5 years? Might as well write a white paper on the benefits of drum memory over mercury delay lines.
AntiFA: An abbreviation for Anti First Amendment.
Actually, NAND flash doesn't "die" when you try to do the N+1 erase-write cycle (it's cycles, not writes. A cycle consists of flipping bits from 1 to 0 (aka write), and then from 0 to 1 (aka erase)). In practically all controllers, you do partial writes. With SLC NAND, it's fairly easy - you can write a page at a time, or even half pages. MLC lets you do page at a time as well - given typical MLC "big block" NAND of 32 4k pages, a block can be written 32 times before it's erased (once per page - you cannot do less than a page at a time).
And... other dirty little secret - the quoted cycle life is guaranteed. It means your part will be able to be written and erased 3000 times. Most typically, they're an order of magnitude more conservative - so a 3000 cycle flash can really get you 30,000 with proper care and tolerance.
Of course, a really big problem with cheap SSDs is lame firmware because what you need is a good flash translation later (FTL) which does wear levelling, sector translations, etc. These things are VERY proprietary and HEAVILY patented. A dirt cheap crappy controller you might find on low end thumbdrives and memory cards may not even DO translation or wear levelling. The other problem is the flash translation table must be stored somewhere so the device can find your data (because of wear levelling, where your data is actually stored versus where your PC thinks it is different - again, the FTL handles this). For some things, it's possible to just scan the entire array and generate the table live, but generally it's impractical at the large scale because it requires time to perform the scan. So usually the table is stored in flash as well, which of course is not protected by the FTL. Depending on how things go, this part could corrupt itself easily leading to an unmountable device or basically, a dead SSD.

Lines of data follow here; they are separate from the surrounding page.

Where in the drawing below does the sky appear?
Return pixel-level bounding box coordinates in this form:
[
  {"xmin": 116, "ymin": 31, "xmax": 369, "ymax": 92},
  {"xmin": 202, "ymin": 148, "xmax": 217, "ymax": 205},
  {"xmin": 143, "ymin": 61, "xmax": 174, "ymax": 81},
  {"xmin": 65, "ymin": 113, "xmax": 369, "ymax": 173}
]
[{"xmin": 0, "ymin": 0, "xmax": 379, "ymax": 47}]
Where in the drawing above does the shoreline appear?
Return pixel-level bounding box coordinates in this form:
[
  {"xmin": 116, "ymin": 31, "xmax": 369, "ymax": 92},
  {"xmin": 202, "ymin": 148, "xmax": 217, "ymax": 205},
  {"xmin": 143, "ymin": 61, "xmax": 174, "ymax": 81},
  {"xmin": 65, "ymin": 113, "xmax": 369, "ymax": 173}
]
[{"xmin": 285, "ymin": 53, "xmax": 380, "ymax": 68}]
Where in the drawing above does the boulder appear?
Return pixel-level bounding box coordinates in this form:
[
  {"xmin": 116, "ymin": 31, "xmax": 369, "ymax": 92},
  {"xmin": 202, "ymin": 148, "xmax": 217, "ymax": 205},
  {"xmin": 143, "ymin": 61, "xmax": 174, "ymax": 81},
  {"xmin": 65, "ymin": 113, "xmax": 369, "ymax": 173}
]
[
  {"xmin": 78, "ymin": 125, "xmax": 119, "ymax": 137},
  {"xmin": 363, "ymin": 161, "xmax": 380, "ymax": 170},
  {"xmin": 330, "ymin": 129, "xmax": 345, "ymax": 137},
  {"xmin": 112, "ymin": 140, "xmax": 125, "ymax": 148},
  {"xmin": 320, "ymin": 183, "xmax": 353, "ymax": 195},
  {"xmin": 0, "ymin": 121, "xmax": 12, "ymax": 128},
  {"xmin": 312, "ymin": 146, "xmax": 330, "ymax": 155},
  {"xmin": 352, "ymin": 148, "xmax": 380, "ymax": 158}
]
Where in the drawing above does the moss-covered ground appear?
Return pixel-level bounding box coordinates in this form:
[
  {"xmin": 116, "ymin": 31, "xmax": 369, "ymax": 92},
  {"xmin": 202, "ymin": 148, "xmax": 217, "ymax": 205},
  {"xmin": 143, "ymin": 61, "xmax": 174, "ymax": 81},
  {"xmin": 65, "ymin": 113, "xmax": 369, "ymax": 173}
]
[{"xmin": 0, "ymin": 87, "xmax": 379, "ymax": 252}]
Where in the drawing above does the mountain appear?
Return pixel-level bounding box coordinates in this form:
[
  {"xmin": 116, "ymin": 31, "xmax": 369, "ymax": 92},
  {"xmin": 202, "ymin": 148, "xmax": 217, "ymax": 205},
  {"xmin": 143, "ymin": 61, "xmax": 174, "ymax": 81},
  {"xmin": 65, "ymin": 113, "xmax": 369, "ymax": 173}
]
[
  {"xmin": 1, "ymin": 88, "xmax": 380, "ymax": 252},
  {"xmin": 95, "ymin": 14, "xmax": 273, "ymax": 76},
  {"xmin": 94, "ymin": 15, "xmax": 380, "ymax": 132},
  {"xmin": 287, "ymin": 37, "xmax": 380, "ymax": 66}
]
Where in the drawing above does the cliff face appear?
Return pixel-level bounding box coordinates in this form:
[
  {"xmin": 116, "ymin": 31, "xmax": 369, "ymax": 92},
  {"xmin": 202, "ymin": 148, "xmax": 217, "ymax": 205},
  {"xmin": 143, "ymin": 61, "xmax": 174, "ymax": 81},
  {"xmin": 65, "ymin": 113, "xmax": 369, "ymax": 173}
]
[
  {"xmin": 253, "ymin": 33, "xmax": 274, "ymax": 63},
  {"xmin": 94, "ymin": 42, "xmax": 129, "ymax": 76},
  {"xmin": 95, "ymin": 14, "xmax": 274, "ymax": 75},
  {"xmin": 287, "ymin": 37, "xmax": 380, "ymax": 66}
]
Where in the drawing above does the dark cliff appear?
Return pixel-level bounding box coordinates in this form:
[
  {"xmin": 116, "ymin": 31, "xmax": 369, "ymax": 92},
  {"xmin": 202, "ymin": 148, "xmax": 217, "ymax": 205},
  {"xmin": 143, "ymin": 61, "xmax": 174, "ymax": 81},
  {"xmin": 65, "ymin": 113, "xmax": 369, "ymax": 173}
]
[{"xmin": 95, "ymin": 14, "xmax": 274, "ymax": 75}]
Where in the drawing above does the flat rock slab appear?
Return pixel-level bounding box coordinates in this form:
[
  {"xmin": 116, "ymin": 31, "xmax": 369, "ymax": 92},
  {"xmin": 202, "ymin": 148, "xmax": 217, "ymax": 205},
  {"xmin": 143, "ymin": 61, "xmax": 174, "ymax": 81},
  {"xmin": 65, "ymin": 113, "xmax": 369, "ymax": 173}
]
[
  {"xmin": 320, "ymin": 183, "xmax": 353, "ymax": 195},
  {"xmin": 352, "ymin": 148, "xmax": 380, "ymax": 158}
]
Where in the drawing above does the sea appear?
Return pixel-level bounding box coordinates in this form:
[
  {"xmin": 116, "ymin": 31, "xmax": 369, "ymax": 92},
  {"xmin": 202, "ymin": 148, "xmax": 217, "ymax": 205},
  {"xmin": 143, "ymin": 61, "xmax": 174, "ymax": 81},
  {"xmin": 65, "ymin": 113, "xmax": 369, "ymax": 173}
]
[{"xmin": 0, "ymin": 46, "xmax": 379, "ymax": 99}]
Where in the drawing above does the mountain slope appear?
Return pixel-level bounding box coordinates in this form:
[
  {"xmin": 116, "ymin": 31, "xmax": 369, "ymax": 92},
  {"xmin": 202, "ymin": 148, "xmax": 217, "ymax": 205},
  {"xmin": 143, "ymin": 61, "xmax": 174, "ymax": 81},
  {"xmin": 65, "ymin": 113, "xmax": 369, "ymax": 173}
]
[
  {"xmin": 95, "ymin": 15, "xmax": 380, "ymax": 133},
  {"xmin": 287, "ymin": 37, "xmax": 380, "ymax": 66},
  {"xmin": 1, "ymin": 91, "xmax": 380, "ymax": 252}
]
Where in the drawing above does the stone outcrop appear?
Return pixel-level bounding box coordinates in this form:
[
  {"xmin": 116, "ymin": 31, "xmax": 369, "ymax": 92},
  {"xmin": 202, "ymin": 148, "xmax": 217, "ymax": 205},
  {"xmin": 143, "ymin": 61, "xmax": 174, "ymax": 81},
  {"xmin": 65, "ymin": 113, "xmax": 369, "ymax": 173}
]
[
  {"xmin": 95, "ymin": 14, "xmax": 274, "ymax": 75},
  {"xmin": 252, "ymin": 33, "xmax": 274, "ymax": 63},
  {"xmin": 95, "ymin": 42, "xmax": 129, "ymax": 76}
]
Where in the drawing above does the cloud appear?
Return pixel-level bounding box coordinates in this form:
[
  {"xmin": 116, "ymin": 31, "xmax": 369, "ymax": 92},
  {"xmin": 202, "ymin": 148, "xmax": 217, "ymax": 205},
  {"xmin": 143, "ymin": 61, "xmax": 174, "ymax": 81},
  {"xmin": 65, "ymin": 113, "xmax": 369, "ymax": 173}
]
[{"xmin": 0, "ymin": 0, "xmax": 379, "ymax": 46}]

For some REAL analysis, some brave souls have been stressing cheap SSDs to their limits until failure - http://www.xtremesystems.org/forums/showthread.php?271063-SSD-Write-Endurance-25nm-Vs-34nm
Some of those SSDs are actually still going strong.
The best bet is to buy from people who know what they're doing - the likes of Samsung (VERY popular with the OEM crowd - Dell, Lenovo, Apple, etc.), Toshiba, and Intel - who all make NAND memory and thus actually do have experience on how to best balance speed and reliability. Everyone else is just using the datasheet and just assembling them together like they would any other PC part.